Méditation pour le 5ème Dimanche de Carême. Année B
« Nous voulons voir Jésus » disent les Grecs aux disciples.
Les Grecs
sont des étrangers, des non juifs qui ne partagent pas la foi des juifs.
La scène se
déroule à Jérusalem, le lendemain des Rameaux où le Christ, monté sur un ânon,
a été acclamé pour la foule…
On pourrait
voir dans cette scène qui se déroule juste avant Pâques comme une saisissante
répétition d’une autre scène qui nous a été proposée au début du récit
évangélique : celle de la Nativité.
Là
aussi, d’autres étrangers, les Mages
venus d’Orient, cherchent à « voir » Jésus.
Là aussi,
l’image déroutante d’un Dieu pauvre et sans pouvoir est mis en avant :
-
l’étable et
la crèche pour la Nativité
-
l’ânon pour
l’entrée à Jérusalem à la veille de la Pâque
Dans les 2
scènes, des étrangers veulent « voir » cet étrange Dieu sans armée ni
fortune.
Ils sont
comme nous, ces étrangers, ils sont surpris, intrigués.
Quel est
donc ce Dieu sans puissance ?
Alors ils
veulent voir.
Voir, c’est
s’approcher, c’est vérifier, se faire sa propre idée.
Voir, c’est
« toucher du doigt », comme saint Thomas voudra voir les blessures du
Ressuscité.
Voir, c’est,
comme les femmes au tombeau le matin de Pâques, se rassurer joyeusement sur la véracité de l’incroyable événement.
Oui, ils
sont comme nous, ces étrangers : comme eux nous voulons voir pour croire, voir pour être sûr et certain de ce qu’on nous
raconte.
Nous voulons
d’autant plus « voir » que nous vivons dans une société où l’image
est omniprésente.
Ce qui est
vrai, c’est ce que je vois.
Ce qui
existe vraiment, c’est ce qui est vu, ce qui est « en vue », ce qui est
mis en image, médiatisé, ce qui passe à la télé, ce qui fait la
« Une » des magazines, ce qui s’affiche au compteur des « like »
sur Facebook !
Il faut être
en vue, apprendre à « gérer son image », avoir une bonne image pour
se sentir exister !
Et voici que
le Christ vient casser l’image qu’on se fait de lui, briser les écrans qui font
écran !
Dans la
Bible, les prophètes luttent contre les idoles, c’est à dire, très
étymologiquement, contre les fausses représentations, les fausses images de
Dieu.
Les grecs,
dans notre texte d’évangile, représentent métaphoriquement les
« étrangers » à la foi.

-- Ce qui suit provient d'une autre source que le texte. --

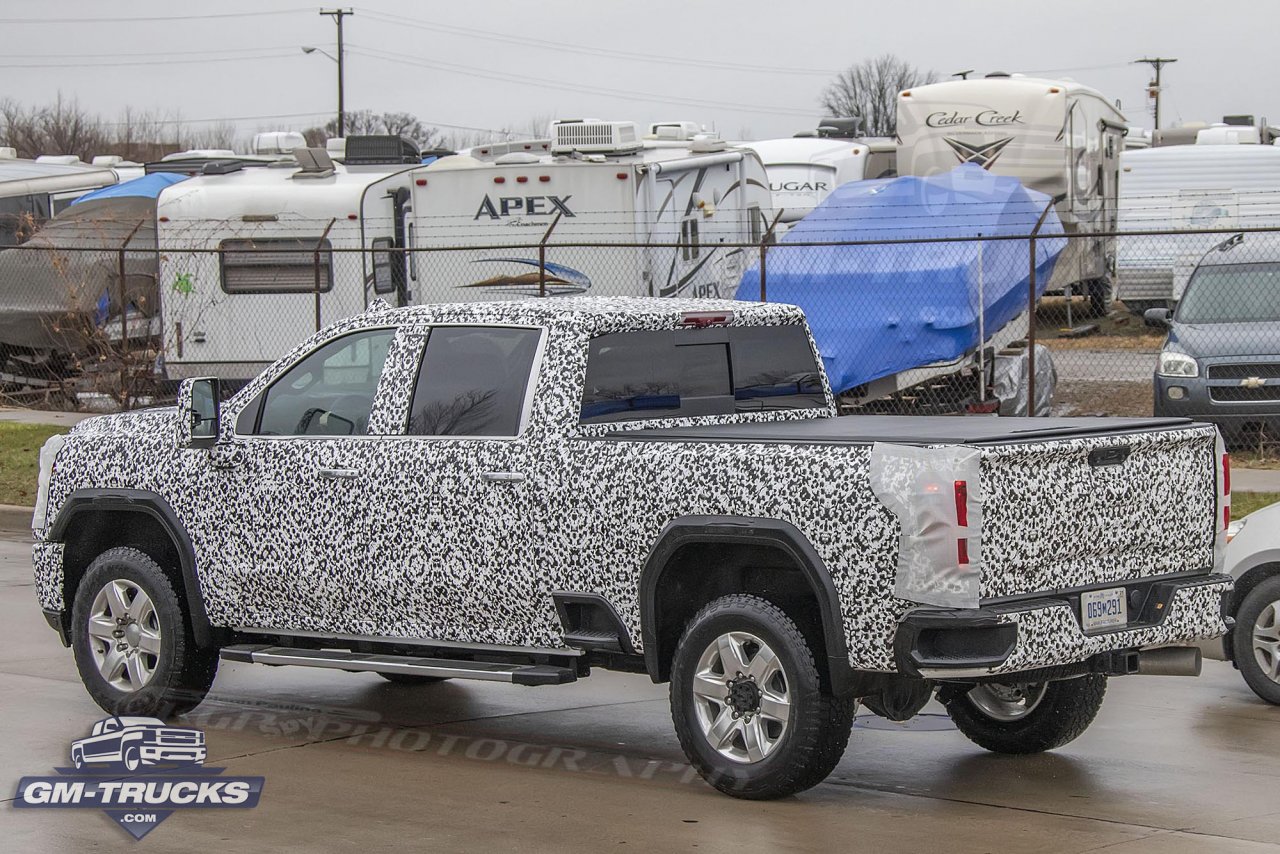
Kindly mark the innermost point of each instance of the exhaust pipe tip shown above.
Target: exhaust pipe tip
(1170, 661)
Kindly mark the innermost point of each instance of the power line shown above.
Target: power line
(152, 54)
(469, 71)
(149, 62)
(526, 41)
(124, 21)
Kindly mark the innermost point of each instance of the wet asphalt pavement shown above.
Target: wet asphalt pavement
(356, 763)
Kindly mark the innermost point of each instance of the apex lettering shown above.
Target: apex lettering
(526, 205)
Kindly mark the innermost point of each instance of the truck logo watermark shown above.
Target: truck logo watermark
(983, 154)
(138, 771)
(986, 119)
(524, 205)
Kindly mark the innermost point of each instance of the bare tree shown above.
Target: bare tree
(869, 90)
(65, 128)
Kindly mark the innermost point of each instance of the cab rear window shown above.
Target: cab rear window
(677, 373)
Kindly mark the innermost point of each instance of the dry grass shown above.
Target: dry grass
(1102, 398)
(19, 460)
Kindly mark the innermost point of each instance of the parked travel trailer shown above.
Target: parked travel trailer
(1198, 186)
(251, 257)
(595, 182)
(1057, 137)
(31, 191)
(803, 170)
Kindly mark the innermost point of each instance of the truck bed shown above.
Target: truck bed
(867, 429)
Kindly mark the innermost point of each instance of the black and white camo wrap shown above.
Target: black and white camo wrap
(424, 546)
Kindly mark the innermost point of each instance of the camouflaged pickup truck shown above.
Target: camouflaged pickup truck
(524, 491)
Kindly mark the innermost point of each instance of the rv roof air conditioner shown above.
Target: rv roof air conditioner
(380, 150)
(220, 167)
(315, 163)
(594, 137)
(516, 159)
(707, 142)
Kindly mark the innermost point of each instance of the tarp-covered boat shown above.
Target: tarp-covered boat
(878, 307)
(63, 283)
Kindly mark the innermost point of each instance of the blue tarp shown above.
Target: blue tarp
(145, 187)
(877, 310)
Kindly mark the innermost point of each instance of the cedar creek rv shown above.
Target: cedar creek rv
(476, 222)
(251, 259)
(1057, 137)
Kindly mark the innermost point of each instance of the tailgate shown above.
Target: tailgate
(1075, 512)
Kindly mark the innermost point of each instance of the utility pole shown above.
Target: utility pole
(338, 14)
(1153, 90)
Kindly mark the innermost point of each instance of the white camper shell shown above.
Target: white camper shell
(1200, 186)
(252, 260)
(1057, 137)
(476, 223)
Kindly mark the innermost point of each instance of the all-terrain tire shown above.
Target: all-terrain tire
(1261, 604)
(1065, 711)
(182, 671)
(818, 725)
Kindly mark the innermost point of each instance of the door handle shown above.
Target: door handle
(503, 476)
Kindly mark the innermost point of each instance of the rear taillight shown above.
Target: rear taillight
(1226, 491)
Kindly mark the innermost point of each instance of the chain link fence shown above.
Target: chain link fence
(946, 325)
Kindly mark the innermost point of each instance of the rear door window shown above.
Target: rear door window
(472, 380)
(639, 375)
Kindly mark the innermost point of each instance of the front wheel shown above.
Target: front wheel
(132, 640)
(748, 703)
(1027, 717)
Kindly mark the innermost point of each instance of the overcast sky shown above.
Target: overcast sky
(748, 67)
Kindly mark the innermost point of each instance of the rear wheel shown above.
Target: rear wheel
(1027, 717)
(1256, 643)
(748, 703)
(132, 640)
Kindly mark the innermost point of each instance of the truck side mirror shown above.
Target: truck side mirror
(1157, 318)
(199, 410)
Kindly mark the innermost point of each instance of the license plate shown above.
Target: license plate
(1101, 610)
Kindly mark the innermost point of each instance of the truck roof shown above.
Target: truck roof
(635, 313)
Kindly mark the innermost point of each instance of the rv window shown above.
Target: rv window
(329, 392)
(384, 278)
(643, 375)
(277, 265)
(689, 237)
(472, 380)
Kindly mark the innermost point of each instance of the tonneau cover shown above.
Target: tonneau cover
(865, 429)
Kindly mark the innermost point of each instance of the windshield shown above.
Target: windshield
(1233, 293)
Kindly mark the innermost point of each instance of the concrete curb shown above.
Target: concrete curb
(16, 519)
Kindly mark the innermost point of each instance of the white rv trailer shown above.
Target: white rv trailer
(31, 191)
(803, 170)
(1188, 187)
(476, 223)
(1059, 137)
(251, 259)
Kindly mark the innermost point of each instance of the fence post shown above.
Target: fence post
(1031, 313)
(542, 256)
(316, 257)
(124, 318)
(764, 247)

Ils nous ressemblent, nous qui sommes si
souvent « étrangers » à la foi chrétienne que nous professons.
Nous qui,
pas plus que les étrangers, ne comprenons grand chose à la langue, au langage
de Dieu…
Comme les
Grecs, comme les disciples, nous sommes désarçonnés par ce Christ qui, volontairement, casse
l’image que nous nous faisons de Lui…
-
Aux Rameaux,
la foule veut acclamer un « Roi » puissant : mais c’est un
condamné, un crucifié, que, quelques jours plus tard, elle va voir…
-
Les juifs
attendent un « Messie », un sauveur, un libérateur : mais ils
vont « voir » un perdant et un agonisant sur la croix. « Ecce Homo » !
-
Nous aussi,
dans la fragilité de nos vies, nous rêvons d’un Dieu revêtu d’une toute puissance
qui nous arrangerait bien. Une toute-puissance qui ferait bien notre affaire, qui
nous protégerait magiquement des blessures de l’existence, de la souffrance, de
la maladie.
Un Dieu qui,
continuellement, comme une sorte de super Jupiter, volerait à notre secours, non pas comme Lui
veut, mais comme nous, nous voulons.
Et voici que
le Christ casse l’image que nous nous forgeons de Lui. Un Christ qui se laisse
condamner, bafouer, crucifier.
Un Dieu dont
la seule force semble résider dans une extrême faiblesse…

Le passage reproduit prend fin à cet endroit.